Forex chart points are in a currency trading table that includes; latest fx tradinghigh-low-close range, Bollinger Bands, Fibonacci retracement levels, daily forex pivot points support and resistance levels, average daily forex range, MACD for the different currency trading pairs. You can look on the forex forum for updates when one of the fx trading tools is updated.

FX Trading

Global-View also offers a full fx trading chart gallery that includes fx pairs, such as the EURUSD, commodities, stocks and bonds. In a fx trading world where markets are integrated, the chart gallery is a valuable trading tool. Look for updates on the Forex Forum when the chart gallery is updated.

Forex Blog

Global-View.com also offers a forex blog, where articles of interest for currency trading are posted throughout the day. The forex blog articles come from outside sources, including forex brokers research as well as from the professionals at Global-View.com. This forex blog includes the Daily Forex View, Market Chatter and technical forex blog updates.
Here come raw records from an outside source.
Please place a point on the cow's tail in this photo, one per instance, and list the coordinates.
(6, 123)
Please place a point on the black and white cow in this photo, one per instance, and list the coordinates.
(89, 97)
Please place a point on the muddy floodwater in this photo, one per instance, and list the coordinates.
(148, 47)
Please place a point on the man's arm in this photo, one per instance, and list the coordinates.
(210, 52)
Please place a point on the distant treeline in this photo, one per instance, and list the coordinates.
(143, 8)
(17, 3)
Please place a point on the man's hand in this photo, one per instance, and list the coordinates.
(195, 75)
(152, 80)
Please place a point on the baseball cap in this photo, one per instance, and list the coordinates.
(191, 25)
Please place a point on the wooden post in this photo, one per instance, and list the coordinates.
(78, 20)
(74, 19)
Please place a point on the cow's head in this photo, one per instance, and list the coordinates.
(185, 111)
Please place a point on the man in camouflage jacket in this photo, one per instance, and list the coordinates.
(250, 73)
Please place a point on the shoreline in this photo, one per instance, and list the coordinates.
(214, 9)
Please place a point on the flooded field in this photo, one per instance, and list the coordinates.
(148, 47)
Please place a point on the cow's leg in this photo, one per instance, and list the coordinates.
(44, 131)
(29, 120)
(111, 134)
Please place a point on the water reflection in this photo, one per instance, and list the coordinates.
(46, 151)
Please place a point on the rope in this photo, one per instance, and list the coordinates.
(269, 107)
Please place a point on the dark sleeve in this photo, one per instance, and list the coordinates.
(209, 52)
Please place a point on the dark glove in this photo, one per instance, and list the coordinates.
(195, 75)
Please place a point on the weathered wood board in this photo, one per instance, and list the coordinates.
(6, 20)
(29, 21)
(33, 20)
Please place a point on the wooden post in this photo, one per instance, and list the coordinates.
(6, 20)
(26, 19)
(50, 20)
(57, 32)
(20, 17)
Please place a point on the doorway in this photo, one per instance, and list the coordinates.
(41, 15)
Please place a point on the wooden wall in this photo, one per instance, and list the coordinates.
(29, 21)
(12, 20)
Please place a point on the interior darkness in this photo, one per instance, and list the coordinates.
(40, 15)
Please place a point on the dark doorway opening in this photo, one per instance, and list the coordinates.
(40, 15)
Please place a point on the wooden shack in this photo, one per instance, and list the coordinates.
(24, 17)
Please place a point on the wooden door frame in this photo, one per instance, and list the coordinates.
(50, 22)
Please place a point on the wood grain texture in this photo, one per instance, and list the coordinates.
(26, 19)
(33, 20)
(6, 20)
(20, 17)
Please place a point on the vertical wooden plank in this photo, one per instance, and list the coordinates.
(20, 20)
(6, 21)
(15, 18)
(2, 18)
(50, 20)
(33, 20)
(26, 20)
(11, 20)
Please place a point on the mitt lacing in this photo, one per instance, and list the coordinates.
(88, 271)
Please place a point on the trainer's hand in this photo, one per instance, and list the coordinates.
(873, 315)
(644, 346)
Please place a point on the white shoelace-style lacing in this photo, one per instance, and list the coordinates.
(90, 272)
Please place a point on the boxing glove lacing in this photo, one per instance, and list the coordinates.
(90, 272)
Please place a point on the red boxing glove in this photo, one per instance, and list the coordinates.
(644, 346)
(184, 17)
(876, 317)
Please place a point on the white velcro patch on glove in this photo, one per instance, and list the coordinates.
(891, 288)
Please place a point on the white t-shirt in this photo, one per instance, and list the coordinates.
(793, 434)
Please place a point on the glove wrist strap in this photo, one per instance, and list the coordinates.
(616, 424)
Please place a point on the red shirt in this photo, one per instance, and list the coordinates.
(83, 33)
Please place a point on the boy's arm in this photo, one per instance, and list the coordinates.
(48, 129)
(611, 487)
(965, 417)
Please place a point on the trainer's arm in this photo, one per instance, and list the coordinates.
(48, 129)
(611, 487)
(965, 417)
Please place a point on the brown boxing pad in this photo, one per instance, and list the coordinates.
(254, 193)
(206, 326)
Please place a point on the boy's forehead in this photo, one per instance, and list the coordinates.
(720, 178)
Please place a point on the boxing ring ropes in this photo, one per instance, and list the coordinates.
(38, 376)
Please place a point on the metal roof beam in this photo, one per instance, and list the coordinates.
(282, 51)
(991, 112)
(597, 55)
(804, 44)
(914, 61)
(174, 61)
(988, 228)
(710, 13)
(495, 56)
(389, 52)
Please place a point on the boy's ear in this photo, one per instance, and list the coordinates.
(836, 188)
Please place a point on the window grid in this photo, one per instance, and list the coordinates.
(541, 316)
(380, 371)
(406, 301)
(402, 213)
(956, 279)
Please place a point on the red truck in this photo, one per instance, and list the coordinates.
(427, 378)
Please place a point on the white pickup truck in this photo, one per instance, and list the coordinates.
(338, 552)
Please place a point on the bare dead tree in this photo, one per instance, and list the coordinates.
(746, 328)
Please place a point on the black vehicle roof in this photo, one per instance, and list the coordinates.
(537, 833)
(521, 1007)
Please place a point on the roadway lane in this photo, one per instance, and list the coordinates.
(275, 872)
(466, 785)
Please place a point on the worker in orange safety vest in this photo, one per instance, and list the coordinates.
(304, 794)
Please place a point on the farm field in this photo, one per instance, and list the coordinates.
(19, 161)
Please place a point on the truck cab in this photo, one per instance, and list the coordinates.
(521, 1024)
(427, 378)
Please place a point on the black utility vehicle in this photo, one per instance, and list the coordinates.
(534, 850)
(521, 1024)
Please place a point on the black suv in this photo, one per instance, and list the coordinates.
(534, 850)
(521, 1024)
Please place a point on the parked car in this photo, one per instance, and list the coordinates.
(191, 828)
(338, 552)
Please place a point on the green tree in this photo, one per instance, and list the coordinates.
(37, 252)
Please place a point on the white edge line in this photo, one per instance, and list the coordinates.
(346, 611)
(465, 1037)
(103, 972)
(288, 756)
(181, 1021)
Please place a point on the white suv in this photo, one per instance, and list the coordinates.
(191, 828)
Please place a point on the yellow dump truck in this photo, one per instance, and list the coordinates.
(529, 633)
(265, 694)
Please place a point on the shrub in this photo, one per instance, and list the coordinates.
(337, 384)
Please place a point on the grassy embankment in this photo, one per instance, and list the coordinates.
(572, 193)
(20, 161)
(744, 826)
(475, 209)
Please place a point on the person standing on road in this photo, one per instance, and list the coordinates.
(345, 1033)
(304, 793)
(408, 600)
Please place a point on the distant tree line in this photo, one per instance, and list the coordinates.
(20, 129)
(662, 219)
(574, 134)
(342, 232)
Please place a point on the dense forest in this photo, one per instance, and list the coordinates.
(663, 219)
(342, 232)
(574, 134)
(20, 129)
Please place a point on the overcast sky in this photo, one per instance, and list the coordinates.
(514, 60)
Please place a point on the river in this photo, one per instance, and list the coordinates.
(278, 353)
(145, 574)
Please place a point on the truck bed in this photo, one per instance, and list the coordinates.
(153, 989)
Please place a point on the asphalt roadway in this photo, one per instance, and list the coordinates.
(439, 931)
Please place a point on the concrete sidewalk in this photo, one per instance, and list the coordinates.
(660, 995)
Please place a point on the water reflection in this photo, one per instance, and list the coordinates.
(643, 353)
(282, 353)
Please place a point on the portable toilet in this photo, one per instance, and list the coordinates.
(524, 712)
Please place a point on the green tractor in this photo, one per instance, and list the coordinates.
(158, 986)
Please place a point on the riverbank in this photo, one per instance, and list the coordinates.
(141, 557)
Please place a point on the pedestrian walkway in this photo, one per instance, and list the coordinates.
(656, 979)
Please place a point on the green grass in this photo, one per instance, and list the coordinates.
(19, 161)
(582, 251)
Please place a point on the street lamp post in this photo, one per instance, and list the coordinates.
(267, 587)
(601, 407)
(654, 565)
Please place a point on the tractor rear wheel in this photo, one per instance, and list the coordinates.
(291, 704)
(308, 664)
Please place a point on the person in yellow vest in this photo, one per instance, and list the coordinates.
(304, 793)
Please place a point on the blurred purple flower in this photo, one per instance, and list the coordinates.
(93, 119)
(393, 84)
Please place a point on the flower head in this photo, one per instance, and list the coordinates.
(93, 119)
In additional to its real time forex forum, there are also Member Forums available for more in depth forex trading discussions.

 

WARNING: FOREIGN EXCHANGE TRADING AND INVESTMENT IN DERIVATIVES CAN BE VERY SPECULATIVE AND MAY RESULT IN LOSSES AS WELL AS PROFITS. FOREIGN EXCHANGE AND DERIVATIVES TRADING IS NOT SUITABLE FOR MANY MEMBERS OF THE PUBLIC AND ONLY RISK CAPITAL SHOULD BE APPLIED. THE WEBSITE DOES NOT TAKE INTO ACCOUNT SPECIAL INVESTMENT GOALS, THE FINANCIAL SITUATION OR SPECIFIC REQUIREMENTS OF INDIVIDUAL USERS. YOU SHOULD CAREFULLY CONSIDER YOUR FINANCIAL SITUATION AND CONSULT YOUR FINANCIAL ADVISORS AS TO THE SUITABILITY TO YOUR SITUATION PRIOR TO MAKING ANY INVESTMENT OR ENTERING INTO ANY TRANSACTIONS.